KPLC has already invested Sh1.2 billion from internally generated funds to upgrade distribution lines and other equipment. The work involves replacing old conductors, changing poles, establishing new lines, and installing additional transformers on the distribution network.
Upgrading KPLC lines and equipment is part of an ambitious $153 million (Sh12.2 billion) countrywide Energy Sector Recovery Project (ERSP), which begun two years ago. The programme aims to upgrade the country’s electricity supply distribution system to enable it cope with growing demand.

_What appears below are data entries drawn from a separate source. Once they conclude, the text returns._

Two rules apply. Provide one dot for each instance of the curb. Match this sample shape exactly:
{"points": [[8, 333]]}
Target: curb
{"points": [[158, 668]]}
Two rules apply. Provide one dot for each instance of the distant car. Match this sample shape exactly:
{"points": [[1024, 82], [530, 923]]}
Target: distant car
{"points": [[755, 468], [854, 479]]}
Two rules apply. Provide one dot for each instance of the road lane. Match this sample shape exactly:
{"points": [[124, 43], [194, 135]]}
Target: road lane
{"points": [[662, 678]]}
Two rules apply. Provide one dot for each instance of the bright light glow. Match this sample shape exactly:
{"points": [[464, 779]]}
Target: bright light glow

Already, the company has put up two sub-stations in Westlands and Ngong road, in addition to upgrading existing Karen and Nairobi South substations, all at a cost of Sh988 million.
"The installation of these new facilities has reduced the length of our distribution lines, and consequently reduced number of line breakdowns and poor voltages previously experienced," said Eng Njoroge.
A fast growing property market in and around Westlands, Ngong road and Upper Hill areas of Nairobi has put a strain on KPLC’s obsolete distribution system, leading to unreliable supply.
"The Ngong road substation will accommodate increasing demand for power supply to the fast developing Upper Hill corporate capital, and many parts of Kilimani and Ngong road," said Njoroge. Other areas experiencing rapid growth include Lavington, Langata, Kiambu road, Komarock and Ruai, where single occupier residential premises are being replaced with high rise office blocks, apartments and hyper markets.
Moreover, modern apartments, office blocks and shopping malls are coming up along Waiyaki Way, putting a strain on KPLC’s distribution system.
"In Nairobi South and Karen, KPLC has replaced obsolete and unreliable equipment with those of higher rating, which has greatly enhanced their capacity to serve more customers ," said Njoroge.